Though she did admit that Myanmar’s military might have used too much force at times—including admitting that the army had used military gunships on civilians—she also argued that any soldiers who committed war crimes would be prosecuted.
She went on to say that since the country is investigating war criminals, the state could not be accused of genocide.
“Can there be genocidal intent on the part of the state that actively investigates, prosecutes and punishes soldiers and officers, who are accused of wrongdoing?” she said in The Hague on Wednesday. “Although the focus here is on members of the military, I can assure you that appropriate action will also be taken on civilian offenders, in line with due process.”
However, in May, seven Myanmar soldiers were released from jail early after being accused of killing 10 Rohingya men. On top of that, the military also previously cleared itself of any previous wrongdoing in the killings.
Suu Kyi also told the court that Myanmar was committed to helping Rohingya refugees return to their homes in Rakhine. Notably, she then urged the court to stop short of any action that might make the conflict worse.
Expectedly, many Rohingya refugees watching Suu Kyi’s defense on live TV shouted that she was a liar. Others also chanted, “Shame on you!” They then carried those words into the streets and were met by about 250 pro-Myanmar protesters who said they stood with Suu Kyi.
Why is Myanmar in Court?
On August 25, 2017, the Burmese army—Myanmar’s armed forces—undertook a massive operation in the northern state of Rakhine.
Though Myanmar is predominantly a Buddhist nation, a significant Muslim population lived in the area. That minority, known as Rohingya Muslims, has been denied citizenship by Myanmar, and the country considers them to be illegal immigrants.
The operation to clear the Rohingya from the area led to the deaths of 24,000 people and the mass relocation of an estimated 915,000 to the neighboring country of Bangladesh. In March, the government of Bangladesh announced that it would stop taking in Rohingya refugees. Meanwhile, in Rakhine, whole villages sit empty.

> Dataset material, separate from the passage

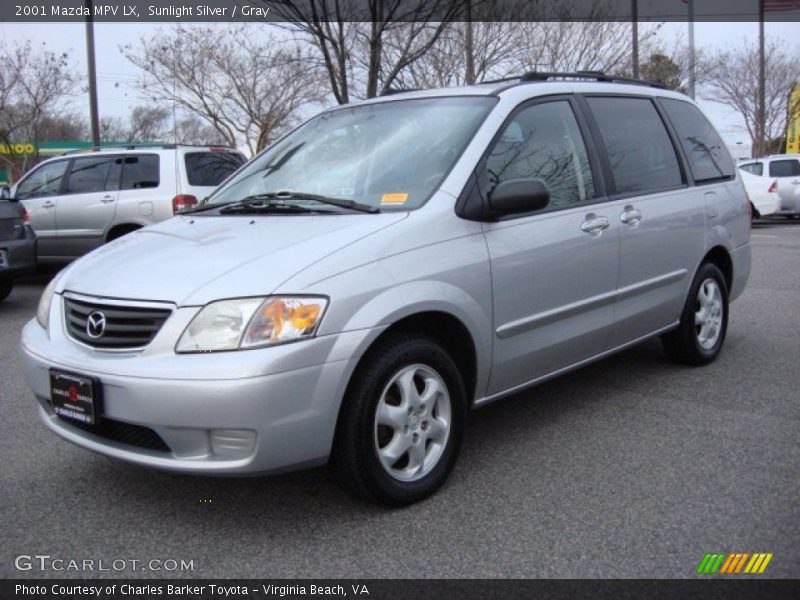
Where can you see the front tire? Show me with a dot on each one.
(401, 423)
(704, 321)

In October, The Gambia’s attorney general, Ba Tambadou told the BBC he decided to launch a case against Myanmar after visiting a Rohingya refugee camp in Bangladesh. There, he said he heard of killings, torture, and even rape during the operation.
In its submission, The Gambia claims the operation was “intended to destroy the Rohingya as a group, in whole or in part,” by means mass murder, rape and setting fire to buildings, “often with inhabitants locked inside.”

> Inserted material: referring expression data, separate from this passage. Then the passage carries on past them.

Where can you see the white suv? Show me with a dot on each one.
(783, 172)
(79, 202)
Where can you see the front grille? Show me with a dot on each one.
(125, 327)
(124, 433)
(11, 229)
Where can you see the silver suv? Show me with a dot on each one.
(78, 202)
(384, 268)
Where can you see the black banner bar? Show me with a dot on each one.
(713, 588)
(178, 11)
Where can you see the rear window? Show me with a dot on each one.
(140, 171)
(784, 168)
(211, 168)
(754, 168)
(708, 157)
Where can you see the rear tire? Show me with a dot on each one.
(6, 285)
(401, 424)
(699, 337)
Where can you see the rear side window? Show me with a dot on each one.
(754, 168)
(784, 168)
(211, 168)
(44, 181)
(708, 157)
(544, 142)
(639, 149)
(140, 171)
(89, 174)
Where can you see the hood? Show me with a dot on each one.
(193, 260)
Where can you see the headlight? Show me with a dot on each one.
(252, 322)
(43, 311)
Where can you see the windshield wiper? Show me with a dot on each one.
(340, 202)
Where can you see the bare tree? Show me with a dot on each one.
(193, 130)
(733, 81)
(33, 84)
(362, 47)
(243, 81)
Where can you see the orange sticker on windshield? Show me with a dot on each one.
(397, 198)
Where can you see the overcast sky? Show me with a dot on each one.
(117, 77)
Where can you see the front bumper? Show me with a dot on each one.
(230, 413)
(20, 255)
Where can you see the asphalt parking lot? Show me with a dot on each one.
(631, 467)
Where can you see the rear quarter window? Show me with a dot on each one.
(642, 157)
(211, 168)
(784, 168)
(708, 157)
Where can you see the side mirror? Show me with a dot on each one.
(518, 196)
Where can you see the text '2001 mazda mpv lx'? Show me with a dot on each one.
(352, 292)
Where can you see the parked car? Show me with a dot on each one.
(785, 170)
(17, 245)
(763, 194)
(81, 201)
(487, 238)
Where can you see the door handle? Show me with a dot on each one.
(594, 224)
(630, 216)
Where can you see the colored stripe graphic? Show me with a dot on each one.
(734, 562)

The UN then led a fact-finding mission and found such compelling evidence that it decided to take up the case to investigate the Burmese army.

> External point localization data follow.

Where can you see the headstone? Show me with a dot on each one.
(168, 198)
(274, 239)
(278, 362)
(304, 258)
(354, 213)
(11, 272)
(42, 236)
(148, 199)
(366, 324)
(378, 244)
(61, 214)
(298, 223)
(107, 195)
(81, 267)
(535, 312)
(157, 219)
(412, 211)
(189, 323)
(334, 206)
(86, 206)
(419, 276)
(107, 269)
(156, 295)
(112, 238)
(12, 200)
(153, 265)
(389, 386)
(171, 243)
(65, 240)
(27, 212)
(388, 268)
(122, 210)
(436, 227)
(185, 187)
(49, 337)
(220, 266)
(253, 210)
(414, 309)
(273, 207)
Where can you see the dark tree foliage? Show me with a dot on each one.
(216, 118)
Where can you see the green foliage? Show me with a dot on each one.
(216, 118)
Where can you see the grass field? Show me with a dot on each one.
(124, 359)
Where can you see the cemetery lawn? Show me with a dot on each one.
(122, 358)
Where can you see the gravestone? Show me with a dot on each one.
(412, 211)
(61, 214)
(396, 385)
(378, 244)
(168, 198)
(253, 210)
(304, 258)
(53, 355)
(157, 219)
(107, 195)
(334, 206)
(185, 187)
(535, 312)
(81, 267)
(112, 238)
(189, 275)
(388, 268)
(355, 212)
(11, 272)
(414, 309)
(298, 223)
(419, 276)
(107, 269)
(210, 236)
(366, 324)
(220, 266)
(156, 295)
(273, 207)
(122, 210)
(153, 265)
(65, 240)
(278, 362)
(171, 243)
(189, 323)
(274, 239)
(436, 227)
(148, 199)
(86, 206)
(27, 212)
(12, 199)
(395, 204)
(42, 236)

Myanmar soldiers “routinely and systematically employed rape, gang rape and other violent and forced sexual acts against women, girls, boys, men and transgender people,” the report found in August.
For its part, The Gambia says it is only asking that Myanmar “stop these senseless killings” and “stop these acts of barbarity.”
How Will All of This End?
The ICJ’s first phase of hearings will conclude Thursday; however, the case is expected to be drawn out over the course of several years.
“The final judgment can take a long time [of up to five years], but for victims and their communities, it’s an incredible moment,” a human rights expert told Al Jazeera. “This sends a very strong message to the Rohingya that the international community is watching and listening to them.”
Currently, The Gambia is only asking that the ICJ impose “provisional measures” that protect Rohingya in Myanmar and other countries.
Even if the court were to rule that Myanmar did break genocide laws, neither Suu Kyi nor any generals involved in the operation would be automatically arrested and put on trial.
On Tuesday, the U.S. responded by stiffening sanctions against several senior military commanders in Myanmar.
“The United States will not tolerate torture, kidnapping, sexual violence, murder or brutality against innocent civilians,” Treasury Secretary Steve Mnuchin said in a statement.